The circuit description for the transfer case encoder states that the encoder is an analog sensor that returns a signal that represents the physical position of the transfer case sector shaft.  I rotated my front drive shaft by hand, and I do not know what that other components inside the transfercase also rotated and changed position from where they were before the front of the vehicle was lifted in the air for me to change the oil.

The front driveshaft would otherwise have no other way to change it's rotational position unless commanded to engage by the transfer case control module.  If this theory holds any water, and there was a connection between the front driveshaft and the encoder position sensor, and the last known position state was altered unexpectedly, causing a data fault that could not be resolved, then maybe I should't be playing around with my shaft.

So, why did I rotate the front driveshaft while changing the oil?

Simple.  I wanted to see if the front drive shaft in my "Texas" assembled truck was made in China, like the rear drive shaft is (Pudong Province, to be specific).  I was rotating the front shaft to find a label of manufacturing origin.
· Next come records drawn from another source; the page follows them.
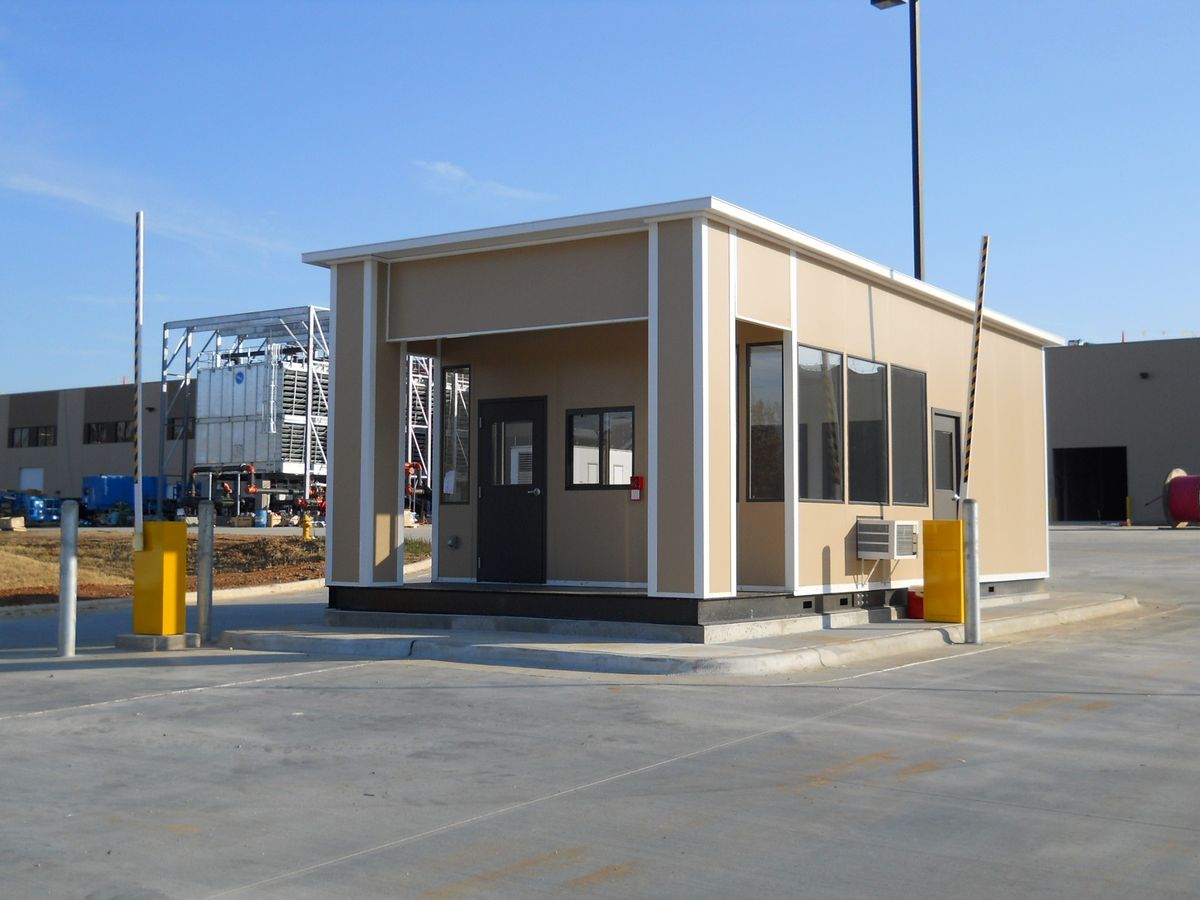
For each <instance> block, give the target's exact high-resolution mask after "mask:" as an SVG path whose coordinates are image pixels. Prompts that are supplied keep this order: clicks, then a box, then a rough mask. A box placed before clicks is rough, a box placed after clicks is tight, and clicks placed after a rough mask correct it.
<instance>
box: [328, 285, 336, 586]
mask: <svg viewBox="0 0 1200 900" xmlns="http://www.w3.org/2000/svg"><path fill="white" fill-rule="evenodd" d="M325 337H326V341H328V343H329V394H328V395H326V396H325V401H326V413H325V415H326V424H325V522H328V523H331V522H332V521H334V472H335V469H334V443H335V442H334V437H335V436H336V434H337V430H336V428H335V427H334V415H335V409H336V404H335V403H334V396H335V395H334V391H335V390H336V386H337V385H336V377H337V354H335V353H334V348H335V347H337V266H336V265H331V266H330V268H329V334H328V335H326V336H325ZM332 578H334V529H332V528H328V527H326V528H325V583H326V584H328V583H330V582H331V581H332Z"/></svg>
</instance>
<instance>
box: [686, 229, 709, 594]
mask: <svg viewBox="0 0 1200 900" xmlns="http://www.w3.org/2000/svg"><path fill="white" fill-rule="evenodd" d="M691 290H692V316H691V326H692V335H691V359H692V470H691V472H692V490H694V492H695V494H694V497H695V499H694V503H692V516H694V532H692V540H694V550H692V566H694V570H695V574H694V576H692V578H694V580H692V593H695V594H696V595H697V596H708V594H709V590H710V575H712V572H710V566H709V557H710V550H712V532H710V529H709V516H710V504H709V493H708V486H709V462H710V460H709V452H710V448H709V436H708V420H709V412H708V398H709V384H708V372H709V359H708V338H709V322H708V316H709V308H708V299H709V298H708V220H707V218H704V217H703V216H696V217H694V218H692V220H691Z"/></svg>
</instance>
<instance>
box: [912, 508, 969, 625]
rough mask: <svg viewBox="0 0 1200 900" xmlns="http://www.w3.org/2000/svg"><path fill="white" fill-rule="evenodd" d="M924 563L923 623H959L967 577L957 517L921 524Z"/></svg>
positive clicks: (962, 607) (930, 520)
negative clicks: (924, 600) (923, 611)
mask: <svg viewBox="0 0 1200 900" xmlns="http://www.w3.org/2000/svg"><path fill="white" fill-rule="evenodd" d="M922 542H923V547H922V550H923V558H924V563H925V622H953V623H956V624H962V623H964V622H966V620H967V616H966V577H965V575H964V562H962V522H961V521H960V520H958V518H950V520H926V521H924V522H922Z"/></svg>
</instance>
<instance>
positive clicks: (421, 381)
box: [404, 356, 434, 479]
mask: <svg viewBox="0 0 1200 900" xmlns="http://www.w3.org/2000/svg"><path fill="white" fill-rule="evenodd" d="M433 402H434V397H433V359H432V358H430V356H409V358H408V455H407V456H406V457H404V458H406V460H407V461H408V462H415V463H419V464H420V467H421V472H422V473H424V475H425V478H426V479H427V478H428V475H430V448H431V446H432V444H430V428H431V425H430V422H431V421H432V420H433Z"/></svg>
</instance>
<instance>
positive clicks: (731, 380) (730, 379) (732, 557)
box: [730, 228, 740, 595]
mask: <svg viewBox="0 0 1200 900" xmlns="http://www.w3.org/2000/svg"><path fill="white" fill-rule="evenodd" d="M739 431H740V427H739V425H738V229H737V228H730V590H731V592H732V593H733V594H734V595H736V594H737V593H738V433H739Z"/></svg>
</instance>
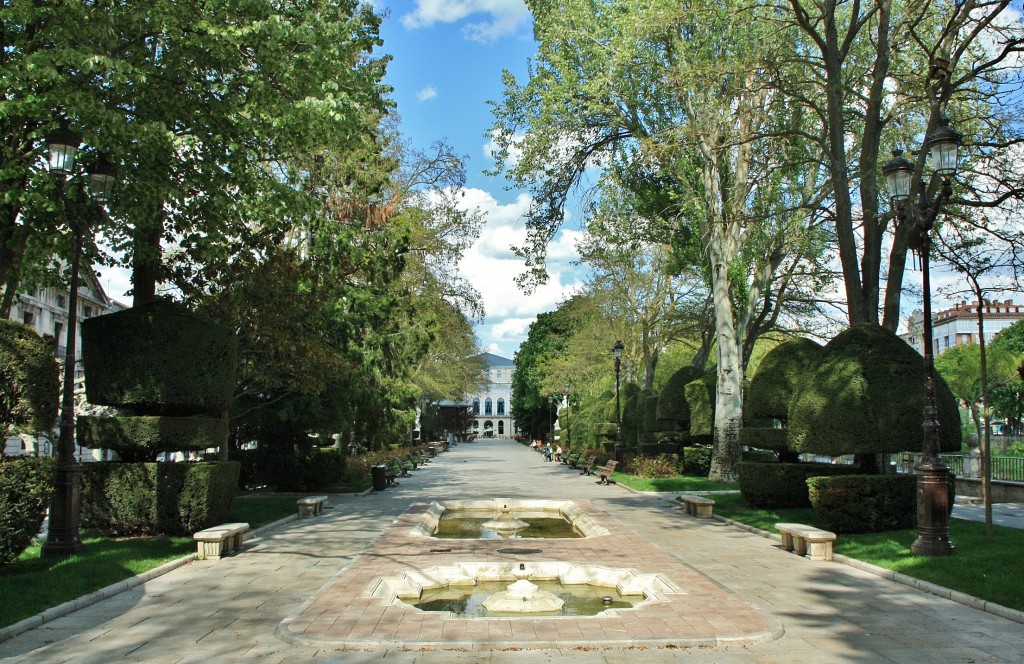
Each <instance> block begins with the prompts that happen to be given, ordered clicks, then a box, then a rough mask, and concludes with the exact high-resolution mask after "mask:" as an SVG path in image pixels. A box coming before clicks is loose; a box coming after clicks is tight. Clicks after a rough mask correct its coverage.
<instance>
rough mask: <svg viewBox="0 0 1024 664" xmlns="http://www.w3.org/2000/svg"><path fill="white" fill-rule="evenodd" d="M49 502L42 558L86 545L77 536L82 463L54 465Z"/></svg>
mask: <svg viewBox="0 0 1024 664" xmlns="http://www.w3.org/2000/svg"><path fill="white" fill-rule="evenodd" d="M54 475H55V476H54V481H53V498H52V499H51V501H50V522H49V526H48V527H47V531H46V542H45V543H44V544H43V546H42V550H41V551H40V555H41V556H42V557H62V556H68V555H72V554H73V553H78V552H79V551H81V550H82V549H83V548H85V545H84V544H82V540H81V539H80V538H79V533H78V524H79V506H80V502H81V486H82V465H81V464H79V463H71V464H59V463H58V464H57V467H56V471H55V472H54Z"/></svg>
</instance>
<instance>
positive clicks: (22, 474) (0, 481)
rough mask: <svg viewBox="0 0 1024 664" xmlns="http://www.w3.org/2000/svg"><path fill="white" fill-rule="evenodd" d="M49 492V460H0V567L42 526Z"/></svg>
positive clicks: (47, 502) (31, 539)
mask: <svg viewBox="0 0 1024 664" xmlns="http://www.w3.org/2000/svg"><path fill="white" fill-rule="evenodd" d="M52 492H53V460H52V459H48V458H37V457H15V458H12V459H4V458H0V566H3V565H7V564H8V563H10V562H11V561H13V559H14V558H16V557H17V556H18V555H20V554H22V551H24V550H25V549H26V548H28V546H29V544H31V543H32V538H33V537H35V536H36V534H37V533H38V532H39V529H40V528H42V526H43V520H44V518H45V517H46V508H47V507H48V506H49V502H50V495H51V494H52Z"/></svg>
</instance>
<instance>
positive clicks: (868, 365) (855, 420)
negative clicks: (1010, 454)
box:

After that oil change, my Service 4WD light appeared for the first time.

Now, think about when you change the oil, or when you bring it to the local Oil Changer's place for them to change it.  Do you use the front drive shaft to "pull" yourself under the truck as you roll along in a creeper? 

I used to do that, because the driveshaft is the cleanest thing to grab, as the frame has all that black sticky goo anticorrosion wax all over it.  I sure don't anymore.  Whether my hypothesis is right or wrong, I don't touch that driveshaft now.  Do you know what the oil changer guy is grabbing a hold of when he is under there?


Hope some of the earlier information helps.  It took a long time to gather it all, well over two hours to type it all, and I know this is an unusually long post, but this site was very helpful to me when I had this particular problem, and maybe this info can be added to the other info to make a one stop shop for future AV and GM truck owners with this common problem.


Thanks to everyone ( especially sperry and CoveredAV) for the detailed information.

I have a 2003 Avalanche that has been getting the SERVICE 4WD message "randomly" for the last month.  When I took it into the dealer, there were no active messages.  History showed C0306, C0327, C0379.  They cleaned all connections and found no issues.  But the error reoccurred a few days later.

CoveredAV - Assuming your hypothesis is correct (rotating the front shaft caused the SERVICE 4WD message to appear, would the replacement of the encoder motor sensor fix the possible misalignment?  We usually drive in Automatic 4WD but with the bad weather recently, we have been using the 4WD High setting.

The only reason I ask is I had an oil change/4X4 service a few months back, and I am wondering if we did not expose this problem until we started to use the 4WD system.